MP mantém medidas cautelares contra filho de vereadora que atropelou corredor
Foto: Reprodução

A promotora de Justiça Andréa Lemos Fontoura, do Ministério Público da Bahia (MPBA), manifestou-se pelo indeferimento do pedido de revogação das medidas cautelares impostas pela Justiça a Cleydson Cardoso Filho, que, em agosto do ano passado, atropelou o maratonista Emerson Pinheiro, de 29 anos, sobre uma calçada da Pituba. A vítima teve a perna direita amputada.

 

No despacho, a promotora considerou que as medidas cautelares impostas “permanecem adequadas e proporcionais”, contestando o argumento dos advogados de defesa de Cleydson de que a monitoração eletrônica impõe uma “restrição constante e visível” ao réu. A promotora sugere à Justiça que é necessário confrontar tal “desconforto” com a realidade da vítima, Emerson Silva Pinheiro, que sofreu múltiplas fraturas graves nos membros inferiores, sendo submetido a cirurgia de urgência e a prolongada internação hospitalar, culminando na amputação do membro inferior direito.

 

Por conta da gravidade do caso, ela entende que “não há qualquer proporcionalidade em se considerar ‘excessiva’ uma tornozeleira eletrônica ou o recolhimento domiciliar frente à privação definitiva da locomoção plena e da integridade física da vítima.

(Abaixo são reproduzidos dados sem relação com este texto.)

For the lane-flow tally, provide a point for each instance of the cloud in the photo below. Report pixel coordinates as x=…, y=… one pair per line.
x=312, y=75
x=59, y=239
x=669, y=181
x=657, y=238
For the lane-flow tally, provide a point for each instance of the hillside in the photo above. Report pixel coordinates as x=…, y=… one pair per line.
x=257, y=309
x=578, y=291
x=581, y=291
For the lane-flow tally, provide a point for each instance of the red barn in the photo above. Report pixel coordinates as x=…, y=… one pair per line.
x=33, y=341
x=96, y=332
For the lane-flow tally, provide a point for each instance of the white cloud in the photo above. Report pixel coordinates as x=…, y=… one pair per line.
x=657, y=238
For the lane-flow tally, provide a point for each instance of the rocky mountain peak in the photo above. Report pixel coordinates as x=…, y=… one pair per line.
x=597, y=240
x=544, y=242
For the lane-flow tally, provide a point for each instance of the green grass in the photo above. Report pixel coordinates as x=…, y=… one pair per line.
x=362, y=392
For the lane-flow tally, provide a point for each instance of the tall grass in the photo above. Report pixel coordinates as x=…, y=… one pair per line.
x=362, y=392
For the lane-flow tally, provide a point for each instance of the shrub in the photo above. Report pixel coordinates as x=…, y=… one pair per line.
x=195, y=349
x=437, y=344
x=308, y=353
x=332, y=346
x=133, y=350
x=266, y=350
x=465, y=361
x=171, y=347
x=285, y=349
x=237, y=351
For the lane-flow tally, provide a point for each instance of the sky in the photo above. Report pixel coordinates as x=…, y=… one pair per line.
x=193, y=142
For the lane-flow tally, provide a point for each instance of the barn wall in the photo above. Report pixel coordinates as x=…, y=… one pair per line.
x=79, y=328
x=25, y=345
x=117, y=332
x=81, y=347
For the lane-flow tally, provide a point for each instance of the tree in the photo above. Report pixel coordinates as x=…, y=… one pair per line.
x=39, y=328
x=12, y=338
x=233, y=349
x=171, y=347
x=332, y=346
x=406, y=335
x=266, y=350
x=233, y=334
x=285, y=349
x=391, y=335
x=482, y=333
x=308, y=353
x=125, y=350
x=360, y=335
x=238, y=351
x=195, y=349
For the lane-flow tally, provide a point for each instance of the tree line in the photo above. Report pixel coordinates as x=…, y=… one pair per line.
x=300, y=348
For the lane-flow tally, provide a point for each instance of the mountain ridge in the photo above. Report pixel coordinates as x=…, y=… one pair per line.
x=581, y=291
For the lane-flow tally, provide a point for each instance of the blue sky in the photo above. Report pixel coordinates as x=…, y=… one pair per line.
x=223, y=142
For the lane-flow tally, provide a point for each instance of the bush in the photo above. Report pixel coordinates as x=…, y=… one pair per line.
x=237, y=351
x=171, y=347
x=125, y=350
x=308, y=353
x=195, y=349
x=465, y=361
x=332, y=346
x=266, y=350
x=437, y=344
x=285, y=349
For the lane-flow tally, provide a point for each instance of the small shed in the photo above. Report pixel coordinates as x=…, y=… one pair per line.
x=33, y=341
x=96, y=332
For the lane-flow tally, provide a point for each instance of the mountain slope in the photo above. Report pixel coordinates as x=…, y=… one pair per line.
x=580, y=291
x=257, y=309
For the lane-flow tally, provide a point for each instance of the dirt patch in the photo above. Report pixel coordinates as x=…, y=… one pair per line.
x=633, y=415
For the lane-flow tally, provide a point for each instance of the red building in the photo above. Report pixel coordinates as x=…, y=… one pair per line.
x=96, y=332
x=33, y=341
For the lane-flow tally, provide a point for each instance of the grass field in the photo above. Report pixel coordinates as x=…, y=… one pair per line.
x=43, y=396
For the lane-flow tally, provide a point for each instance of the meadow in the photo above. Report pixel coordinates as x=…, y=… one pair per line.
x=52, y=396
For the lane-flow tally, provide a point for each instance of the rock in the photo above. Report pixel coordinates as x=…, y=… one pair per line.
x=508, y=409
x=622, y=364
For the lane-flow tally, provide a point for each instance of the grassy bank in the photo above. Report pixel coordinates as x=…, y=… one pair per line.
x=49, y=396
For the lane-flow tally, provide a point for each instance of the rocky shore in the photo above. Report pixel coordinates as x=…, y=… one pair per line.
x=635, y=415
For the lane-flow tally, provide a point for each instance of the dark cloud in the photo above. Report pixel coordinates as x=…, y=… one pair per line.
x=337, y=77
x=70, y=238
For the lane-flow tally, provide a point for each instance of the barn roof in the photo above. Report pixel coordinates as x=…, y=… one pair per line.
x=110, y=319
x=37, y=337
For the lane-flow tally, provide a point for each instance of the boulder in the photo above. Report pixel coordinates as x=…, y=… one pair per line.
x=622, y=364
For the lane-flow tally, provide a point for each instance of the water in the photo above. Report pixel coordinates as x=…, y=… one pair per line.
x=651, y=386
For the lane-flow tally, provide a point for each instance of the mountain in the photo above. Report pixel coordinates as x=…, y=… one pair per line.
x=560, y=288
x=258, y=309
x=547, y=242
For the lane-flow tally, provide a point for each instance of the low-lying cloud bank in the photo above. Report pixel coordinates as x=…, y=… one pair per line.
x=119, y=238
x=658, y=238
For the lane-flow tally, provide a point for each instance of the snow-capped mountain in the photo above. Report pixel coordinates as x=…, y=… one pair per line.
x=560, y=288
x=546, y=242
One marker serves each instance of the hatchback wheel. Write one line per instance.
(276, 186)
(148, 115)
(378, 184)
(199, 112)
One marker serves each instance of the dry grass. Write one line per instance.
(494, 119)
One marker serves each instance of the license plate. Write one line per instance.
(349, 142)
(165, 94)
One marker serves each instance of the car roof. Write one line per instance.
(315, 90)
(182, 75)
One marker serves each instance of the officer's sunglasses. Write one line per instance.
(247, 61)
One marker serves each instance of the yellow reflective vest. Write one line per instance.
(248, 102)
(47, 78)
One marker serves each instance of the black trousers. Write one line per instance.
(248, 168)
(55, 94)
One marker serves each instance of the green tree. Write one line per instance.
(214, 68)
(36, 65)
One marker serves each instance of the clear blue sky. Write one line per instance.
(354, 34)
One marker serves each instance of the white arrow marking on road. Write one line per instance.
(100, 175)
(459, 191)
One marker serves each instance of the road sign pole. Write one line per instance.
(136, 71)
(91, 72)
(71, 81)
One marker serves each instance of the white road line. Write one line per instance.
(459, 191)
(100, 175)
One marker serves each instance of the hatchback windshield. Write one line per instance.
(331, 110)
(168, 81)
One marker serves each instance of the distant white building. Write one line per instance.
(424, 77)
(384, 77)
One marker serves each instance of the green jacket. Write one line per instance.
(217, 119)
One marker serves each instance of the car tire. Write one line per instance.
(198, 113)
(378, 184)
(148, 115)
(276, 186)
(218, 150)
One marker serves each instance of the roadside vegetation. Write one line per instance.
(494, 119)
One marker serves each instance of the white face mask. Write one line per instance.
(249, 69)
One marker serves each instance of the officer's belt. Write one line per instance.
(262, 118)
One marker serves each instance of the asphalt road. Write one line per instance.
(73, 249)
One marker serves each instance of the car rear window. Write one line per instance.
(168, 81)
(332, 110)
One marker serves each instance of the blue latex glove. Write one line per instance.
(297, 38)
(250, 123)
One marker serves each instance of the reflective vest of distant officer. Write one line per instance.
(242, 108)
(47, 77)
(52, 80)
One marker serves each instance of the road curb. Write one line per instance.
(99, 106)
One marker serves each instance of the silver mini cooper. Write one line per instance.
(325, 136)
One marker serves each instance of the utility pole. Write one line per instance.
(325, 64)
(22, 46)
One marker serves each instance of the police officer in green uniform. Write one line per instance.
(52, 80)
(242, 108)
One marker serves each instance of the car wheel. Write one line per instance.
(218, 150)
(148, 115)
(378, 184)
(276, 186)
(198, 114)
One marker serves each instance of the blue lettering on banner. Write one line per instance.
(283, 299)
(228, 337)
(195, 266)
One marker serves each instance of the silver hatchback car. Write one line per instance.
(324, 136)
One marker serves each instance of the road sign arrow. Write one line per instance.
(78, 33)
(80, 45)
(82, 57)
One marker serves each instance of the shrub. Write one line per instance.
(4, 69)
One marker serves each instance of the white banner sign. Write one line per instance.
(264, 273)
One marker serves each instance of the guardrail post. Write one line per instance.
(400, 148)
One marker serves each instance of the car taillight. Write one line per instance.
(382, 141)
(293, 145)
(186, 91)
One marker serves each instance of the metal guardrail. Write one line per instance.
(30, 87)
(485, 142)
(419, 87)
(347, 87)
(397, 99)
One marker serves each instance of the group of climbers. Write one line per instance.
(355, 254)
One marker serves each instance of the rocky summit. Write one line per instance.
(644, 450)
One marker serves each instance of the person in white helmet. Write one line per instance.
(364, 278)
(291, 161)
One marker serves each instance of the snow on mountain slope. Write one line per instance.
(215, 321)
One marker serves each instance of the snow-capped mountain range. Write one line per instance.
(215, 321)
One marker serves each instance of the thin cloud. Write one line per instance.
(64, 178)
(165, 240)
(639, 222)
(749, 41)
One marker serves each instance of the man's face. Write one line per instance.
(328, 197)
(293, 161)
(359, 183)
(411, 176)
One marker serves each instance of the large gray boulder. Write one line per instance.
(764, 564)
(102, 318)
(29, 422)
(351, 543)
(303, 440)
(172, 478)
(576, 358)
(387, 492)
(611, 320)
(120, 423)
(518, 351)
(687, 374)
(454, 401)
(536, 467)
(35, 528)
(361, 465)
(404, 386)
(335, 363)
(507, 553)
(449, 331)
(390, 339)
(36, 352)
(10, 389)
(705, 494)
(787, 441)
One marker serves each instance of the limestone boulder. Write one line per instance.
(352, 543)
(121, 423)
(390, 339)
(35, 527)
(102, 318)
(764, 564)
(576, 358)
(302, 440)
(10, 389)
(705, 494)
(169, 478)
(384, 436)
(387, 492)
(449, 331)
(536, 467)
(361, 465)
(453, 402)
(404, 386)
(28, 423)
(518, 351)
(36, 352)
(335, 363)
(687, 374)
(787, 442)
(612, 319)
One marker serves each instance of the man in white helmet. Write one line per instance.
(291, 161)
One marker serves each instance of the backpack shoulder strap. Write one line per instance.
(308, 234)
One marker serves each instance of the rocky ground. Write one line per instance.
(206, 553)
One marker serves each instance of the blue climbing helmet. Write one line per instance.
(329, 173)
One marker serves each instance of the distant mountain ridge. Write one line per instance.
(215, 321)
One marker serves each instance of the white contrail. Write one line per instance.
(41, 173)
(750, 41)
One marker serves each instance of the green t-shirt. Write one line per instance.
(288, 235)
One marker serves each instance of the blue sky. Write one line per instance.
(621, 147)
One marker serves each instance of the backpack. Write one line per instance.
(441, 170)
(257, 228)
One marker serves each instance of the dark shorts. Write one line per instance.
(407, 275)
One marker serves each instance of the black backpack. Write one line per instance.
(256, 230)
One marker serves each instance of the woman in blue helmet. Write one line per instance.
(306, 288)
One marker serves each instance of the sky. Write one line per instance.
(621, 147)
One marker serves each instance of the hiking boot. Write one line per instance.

Enquanto as restrições do réu são temporárias e visam garantir a ordem pública, a marca da violência sofrida pela vítima é irreversível e perpétua”.

 

A primeira audiência sobre esta ação está marcada para o próximo dia 21, quando Cleydson Cardoso será ouvido pela Justiça. Cleydson foi preso em flagrante após ser constatado que havia utilizado substâncias químicas antes de provocar o acidente, no fim da madrugada de 16 de agosto do ano passado, no bairro da Pituba.

 

O acusado, filho da vereadora Débora Santana (PSDB), ficou 30 dias preso e, ao ser liberado, teve impostas algumas medidas cautelares. Agora, a defesa pleiteia a revogação da monitoração eletrônica, do recolhimento domiciliar noturno e nos finais de semana, além da proibição de se ausentar de Salvador. A tese apresentada é a de que o transcurso de mais de 180 dias desde a imposição das medidas, o cumprimento rigoroso das condições e a ausência de qualquer perigo decorrente da liberdade do acusado são elementos suficientes para a concessão do pedido.